Les commandants des unités ont toléré les violences sexuelles commises par leurs troupes et dans certains cas, ils semblent les avoir ordonnées ou y avoir participé eux-mêmes, affirme le document à charge de 176 pages. De nombreux témoignages de victimes racontant dans le détail des viols à répétition chaque jour, renforcés par des entretiens avec des fonctionnaires, des policiers et des médecins, étayent les accusations de HRW. Les deux principales parties au conflit – les milices Séléka prétendant défendre la minorité musulmane et les antibalaka majoritairement chrétiennes – ont toutes deux eu recours à la violence sexuelle.
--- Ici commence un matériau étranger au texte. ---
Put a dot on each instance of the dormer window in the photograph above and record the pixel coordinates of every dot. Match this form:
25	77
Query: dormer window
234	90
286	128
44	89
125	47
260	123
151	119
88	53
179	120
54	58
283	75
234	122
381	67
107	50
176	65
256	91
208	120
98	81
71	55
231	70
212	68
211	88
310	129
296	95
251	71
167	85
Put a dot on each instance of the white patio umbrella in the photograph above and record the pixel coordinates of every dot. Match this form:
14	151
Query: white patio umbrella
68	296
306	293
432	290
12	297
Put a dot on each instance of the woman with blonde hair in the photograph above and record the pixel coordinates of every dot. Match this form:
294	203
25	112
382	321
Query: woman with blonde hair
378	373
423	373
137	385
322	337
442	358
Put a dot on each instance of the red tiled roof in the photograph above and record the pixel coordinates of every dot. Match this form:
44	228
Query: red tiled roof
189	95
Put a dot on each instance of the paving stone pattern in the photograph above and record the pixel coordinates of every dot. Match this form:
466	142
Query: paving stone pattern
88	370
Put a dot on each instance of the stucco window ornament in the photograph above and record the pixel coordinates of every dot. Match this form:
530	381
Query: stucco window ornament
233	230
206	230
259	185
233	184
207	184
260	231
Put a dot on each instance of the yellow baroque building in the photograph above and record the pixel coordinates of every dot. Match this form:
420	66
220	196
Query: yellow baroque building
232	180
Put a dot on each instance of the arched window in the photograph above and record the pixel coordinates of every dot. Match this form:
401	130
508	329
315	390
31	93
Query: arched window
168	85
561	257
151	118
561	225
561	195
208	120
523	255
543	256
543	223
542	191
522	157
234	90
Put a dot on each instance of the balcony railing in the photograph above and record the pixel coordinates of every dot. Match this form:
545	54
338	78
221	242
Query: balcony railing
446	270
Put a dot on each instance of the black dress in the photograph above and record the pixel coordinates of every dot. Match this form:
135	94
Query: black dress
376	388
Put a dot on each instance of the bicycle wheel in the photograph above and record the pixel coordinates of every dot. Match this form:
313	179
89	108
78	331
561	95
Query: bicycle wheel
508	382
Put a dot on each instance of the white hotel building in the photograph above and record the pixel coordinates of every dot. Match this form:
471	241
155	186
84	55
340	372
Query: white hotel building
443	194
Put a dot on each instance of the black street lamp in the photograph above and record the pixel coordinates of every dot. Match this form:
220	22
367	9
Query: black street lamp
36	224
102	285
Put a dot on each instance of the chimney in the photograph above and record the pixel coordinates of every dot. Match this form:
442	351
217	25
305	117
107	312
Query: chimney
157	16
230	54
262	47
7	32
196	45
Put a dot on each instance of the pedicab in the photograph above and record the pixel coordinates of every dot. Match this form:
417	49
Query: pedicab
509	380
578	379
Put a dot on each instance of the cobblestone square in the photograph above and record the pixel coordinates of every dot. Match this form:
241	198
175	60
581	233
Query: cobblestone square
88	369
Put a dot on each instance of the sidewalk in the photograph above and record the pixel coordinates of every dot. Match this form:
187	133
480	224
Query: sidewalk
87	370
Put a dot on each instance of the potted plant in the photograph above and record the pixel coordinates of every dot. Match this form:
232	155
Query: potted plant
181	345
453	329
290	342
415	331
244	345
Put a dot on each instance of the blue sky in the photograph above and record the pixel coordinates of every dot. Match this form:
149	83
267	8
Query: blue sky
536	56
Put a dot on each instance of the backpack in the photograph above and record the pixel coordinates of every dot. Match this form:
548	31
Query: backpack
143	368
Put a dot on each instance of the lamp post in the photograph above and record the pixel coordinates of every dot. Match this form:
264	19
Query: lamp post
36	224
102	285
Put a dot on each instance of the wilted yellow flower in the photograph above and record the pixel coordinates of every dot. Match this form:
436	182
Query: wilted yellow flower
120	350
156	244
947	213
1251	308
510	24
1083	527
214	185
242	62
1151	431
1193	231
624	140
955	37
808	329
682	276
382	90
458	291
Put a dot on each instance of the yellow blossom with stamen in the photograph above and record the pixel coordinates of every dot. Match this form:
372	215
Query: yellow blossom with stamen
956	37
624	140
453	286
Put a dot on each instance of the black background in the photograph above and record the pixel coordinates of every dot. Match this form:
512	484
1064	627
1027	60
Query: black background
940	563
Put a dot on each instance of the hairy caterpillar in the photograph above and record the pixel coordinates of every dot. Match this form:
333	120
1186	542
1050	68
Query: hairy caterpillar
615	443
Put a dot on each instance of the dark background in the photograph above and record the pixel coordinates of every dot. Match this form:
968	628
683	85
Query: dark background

Rompre l’impunité des violeurs

Dans son document, l'organisation a compilé 305 cas de viols et d'esclavage sexuel dont ont été victimes selon elle 296 femmes et filles par des membres de groupes armés entre 2013 et mi-2017. Et pourtant, aucun membre des groupes armés en cause n'a, à ce jour, été arrêté ou traduit en justice pour violences sexuelles, déplore HRW, réclamant la concrétisation aussi rapidement que possible de la Cour criminelle spéciale créée en mai en Centrafrique pour juger les crimes commis par les groupes armés depuis 2003.

Avec un soutien financier, logistique et politique, cette Cour est la seule institution qui pourrait rompre l'impunité dont bénéficient les auteurs des violences, juge HRW qui donne les noms de six dirigeants de groupes armés – identifiés par des victimes comme ayant commis des violences sexuelles.